An out-of-memory problem, your game using more memory than the device has, is a leading crash cause on mobile and low-end hardware. Here are the signs your game has an out-of-memory problem.

Crashes Clustering on Low-Memory Devices

The clearest sign is crashes clustering on low-memory devices, since they have the least RAM and crash first when your game uses too much. If your crashes concentrate on low-RAM devices while high-memory devices are fine, that's a strong out-of-memory signal, the devices with the least headroom hit the limit first.

Bugnet captures crashes with device and memory context, so clustering on low-memory devices is visible. Crashes concentrating on low-memory devices is the clearest out-of-memory sign, and the memory context confirms it, distinguishing an out-of-memory problem from other device-specific crashes that might cluster differently.

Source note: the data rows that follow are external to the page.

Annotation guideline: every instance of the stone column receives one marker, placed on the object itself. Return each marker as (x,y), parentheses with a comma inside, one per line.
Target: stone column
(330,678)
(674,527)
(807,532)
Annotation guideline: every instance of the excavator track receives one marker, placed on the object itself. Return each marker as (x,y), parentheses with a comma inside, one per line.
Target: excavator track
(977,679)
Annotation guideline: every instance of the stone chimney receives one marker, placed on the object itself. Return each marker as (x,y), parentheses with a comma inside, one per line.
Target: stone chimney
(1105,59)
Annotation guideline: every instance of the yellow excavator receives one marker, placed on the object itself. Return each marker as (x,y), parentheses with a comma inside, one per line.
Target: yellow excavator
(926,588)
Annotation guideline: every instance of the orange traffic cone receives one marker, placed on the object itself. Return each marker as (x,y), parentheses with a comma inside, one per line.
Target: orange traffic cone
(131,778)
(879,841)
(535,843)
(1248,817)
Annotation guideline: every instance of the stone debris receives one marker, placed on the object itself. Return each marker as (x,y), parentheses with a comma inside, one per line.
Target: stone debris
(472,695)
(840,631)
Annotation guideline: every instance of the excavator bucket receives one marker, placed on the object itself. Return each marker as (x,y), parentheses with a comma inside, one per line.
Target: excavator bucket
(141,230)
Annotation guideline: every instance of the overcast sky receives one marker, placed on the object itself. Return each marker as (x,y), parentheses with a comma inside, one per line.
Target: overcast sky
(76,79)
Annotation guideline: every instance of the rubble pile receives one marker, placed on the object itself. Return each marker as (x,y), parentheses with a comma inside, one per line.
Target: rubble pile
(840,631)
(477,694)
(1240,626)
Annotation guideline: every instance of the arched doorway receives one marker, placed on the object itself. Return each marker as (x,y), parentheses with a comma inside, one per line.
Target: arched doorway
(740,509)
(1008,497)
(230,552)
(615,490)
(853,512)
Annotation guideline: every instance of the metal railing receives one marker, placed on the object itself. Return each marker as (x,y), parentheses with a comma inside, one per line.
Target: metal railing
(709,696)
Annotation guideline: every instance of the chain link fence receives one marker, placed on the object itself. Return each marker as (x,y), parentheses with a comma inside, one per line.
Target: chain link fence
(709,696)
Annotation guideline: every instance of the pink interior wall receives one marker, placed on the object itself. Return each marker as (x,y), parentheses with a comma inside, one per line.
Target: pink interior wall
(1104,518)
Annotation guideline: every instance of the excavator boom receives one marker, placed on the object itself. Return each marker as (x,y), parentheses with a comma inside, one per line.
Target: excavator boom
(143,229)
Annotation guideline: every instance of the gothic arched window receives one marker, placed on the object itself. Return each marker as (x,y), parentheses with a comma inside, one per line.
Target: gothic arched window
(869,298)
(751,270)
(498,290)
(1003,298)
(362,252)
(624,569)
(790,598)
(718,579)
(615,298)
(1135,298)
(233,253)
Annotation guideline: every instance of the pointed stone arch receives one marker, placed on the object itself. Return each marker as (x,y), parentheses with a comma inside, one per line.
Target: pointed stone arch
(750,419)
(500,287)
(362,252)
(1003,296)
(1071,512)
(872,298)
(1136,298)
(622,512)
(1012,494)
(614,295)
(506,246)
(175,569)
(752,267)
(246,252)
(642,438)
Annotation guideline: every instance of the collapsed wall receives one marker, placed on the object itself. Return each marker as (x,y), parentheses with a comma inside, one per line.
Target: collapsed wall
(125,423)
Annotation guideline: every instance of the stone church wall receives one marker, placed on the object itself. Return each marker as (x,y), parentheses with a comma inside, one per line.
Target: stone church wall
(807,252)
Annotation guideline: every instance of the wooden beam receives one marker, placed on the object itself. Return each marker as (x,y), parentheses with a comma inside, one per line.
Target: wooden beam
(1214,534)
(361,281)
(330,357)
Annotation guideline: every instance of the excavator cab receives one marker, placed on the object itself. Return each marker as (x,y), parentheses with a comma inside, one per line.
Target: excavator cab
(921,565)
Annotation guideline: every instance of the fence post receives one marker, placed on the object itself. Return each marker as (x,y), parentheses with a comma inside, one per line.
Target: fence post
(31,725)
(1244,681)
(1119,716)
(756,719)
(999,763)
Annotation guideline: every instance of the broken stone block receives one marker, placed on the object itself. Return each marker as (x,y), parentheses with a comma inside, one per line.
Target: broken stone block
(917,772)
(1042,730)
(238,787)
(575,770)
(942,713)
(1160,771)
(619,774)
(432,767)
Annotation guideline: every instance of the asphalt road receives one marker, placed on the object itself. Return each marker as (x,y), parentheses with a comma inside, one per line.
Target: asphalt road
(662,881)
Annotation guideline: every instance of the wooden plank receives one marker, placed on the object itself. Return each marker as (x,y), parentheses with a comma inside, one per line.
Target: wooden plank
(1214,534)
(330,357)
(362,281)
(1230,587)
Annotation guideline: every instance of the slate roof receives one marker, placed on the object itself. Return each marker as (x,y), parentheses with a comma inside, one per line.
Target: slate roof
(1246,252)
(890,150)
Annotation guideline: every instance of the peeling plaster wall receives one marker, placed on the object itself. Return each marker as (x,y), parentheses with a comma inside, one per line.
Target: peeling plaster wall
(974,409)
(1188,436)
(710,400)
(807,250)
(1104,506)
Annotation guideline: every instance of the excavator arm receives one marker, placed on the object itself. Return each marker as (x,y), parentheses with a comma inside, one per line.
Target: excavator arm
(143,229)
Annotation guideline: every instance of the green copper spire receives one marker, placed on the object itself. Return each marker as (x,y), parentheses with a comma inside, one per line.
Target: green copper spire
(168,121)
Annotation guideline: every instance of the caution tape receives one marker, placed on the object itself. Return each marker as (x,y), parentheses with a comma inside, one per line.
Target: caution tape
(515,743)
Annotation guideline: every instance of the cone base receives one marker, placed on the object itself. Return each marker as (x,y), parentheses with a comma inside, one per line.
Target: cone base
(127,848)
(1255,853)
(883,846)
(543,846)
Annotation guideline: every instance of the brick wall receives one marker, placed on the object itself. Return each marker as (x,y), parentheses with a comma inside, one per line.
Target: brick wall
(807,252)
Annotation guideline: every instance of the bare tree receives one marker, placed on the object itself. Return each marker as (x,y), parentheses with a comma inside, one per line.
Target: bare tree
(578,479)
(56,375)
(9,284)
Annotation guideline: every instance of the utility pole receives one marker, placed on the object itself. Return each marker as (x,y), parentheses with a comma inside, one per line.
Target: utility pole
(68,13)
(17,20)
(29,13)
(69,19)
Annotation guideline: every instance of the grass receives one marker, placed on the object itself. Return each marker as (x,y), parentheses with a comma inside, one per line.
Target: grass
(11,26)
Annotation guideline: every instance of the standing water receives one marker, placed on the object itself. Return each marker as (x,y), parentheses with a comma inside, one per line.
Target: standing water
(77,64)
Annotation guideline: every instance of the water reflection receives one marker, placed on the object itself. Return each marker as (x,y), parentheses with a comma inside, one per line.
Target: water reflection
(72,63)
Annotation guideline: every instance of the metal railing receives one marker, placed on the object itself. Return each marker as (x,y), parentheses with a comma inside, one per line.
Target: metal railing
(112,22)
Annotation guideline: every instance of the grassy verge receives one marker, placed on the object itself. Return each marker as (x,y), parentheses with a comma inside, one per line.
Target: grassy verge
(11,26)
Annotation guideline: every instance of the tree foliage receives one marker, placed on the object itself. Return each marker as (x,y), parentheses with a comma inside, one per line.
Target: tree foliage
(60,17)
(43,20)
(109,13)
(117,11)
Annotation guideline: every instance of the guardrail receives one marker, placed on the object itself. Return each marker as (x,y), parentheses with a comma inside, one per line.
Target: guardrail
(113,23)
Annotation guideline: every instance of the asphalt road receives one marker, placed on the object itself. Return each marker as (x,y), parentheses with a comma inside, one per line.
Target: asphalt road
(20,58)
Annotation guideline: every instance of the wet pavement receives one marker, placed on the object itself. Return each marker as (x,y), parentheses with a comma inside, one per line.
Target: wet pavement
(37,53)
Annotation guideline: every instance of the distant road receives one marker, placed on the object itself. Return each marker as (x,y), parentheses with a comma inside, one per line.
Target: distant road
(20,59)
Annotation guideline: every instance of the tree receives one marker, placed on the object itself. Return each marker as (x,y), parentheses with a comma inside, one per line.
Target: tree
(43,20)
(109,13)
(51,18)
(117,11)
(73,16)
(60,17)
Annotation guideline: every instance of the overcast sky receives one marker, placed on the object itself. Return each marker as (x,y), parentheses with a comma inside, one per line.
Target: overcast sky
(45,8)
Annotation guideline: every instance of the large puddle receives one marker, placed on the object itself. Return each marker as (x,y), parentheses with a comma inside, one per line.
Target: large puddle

Crashes That Increase With Session Length

If the out-of-memory problem is a leak, crashes increase with session length, the longer players play, the more memory accumulates until it crosses the limit. So a sign is crashes correlated with session length, a game stable at first but crashing after extended play, indicating a leak driving the out-of-memory crashes.

Bugnet captures crashes with session-length context, so leak-driven out-of-memory crashes (which appear after longer play) are identifiable. Crashes increasing with session length point at a memory leak as the source of the out-of-memory problem, which tells you to hunt the growth (the leak) rather than just the baseline footprint.

Crashes at Memory-Heavy Moments

Out-of-memory crashes often cluster at memory-heavy moments, loading a large area, spawning many objects, transitioning scenes (when the old and new are both briefly in memory). So a sign is crashes concentrated at these peak-memory points, where the footprint spikes and pushes constrained devices over the limit.

Bugnet captures crashes with breadcrumbs, so crashes at memory-heavy moments (like loading) are identifiable. Crashes at memory-heavy moments are a sign of an out-of-memory problem driven by peak usage (not just steady-state), pointing you at reducing the memory spikes at those moments (e.g. managing the transition when old and new content are both in memory).

Watch for crashes clustering on low-memory devices, crashes increasing with session length, crashes at memory-heavy moments, and out-of-memory in your crash data. The device and memory pattern reveals an out-of-memory problem.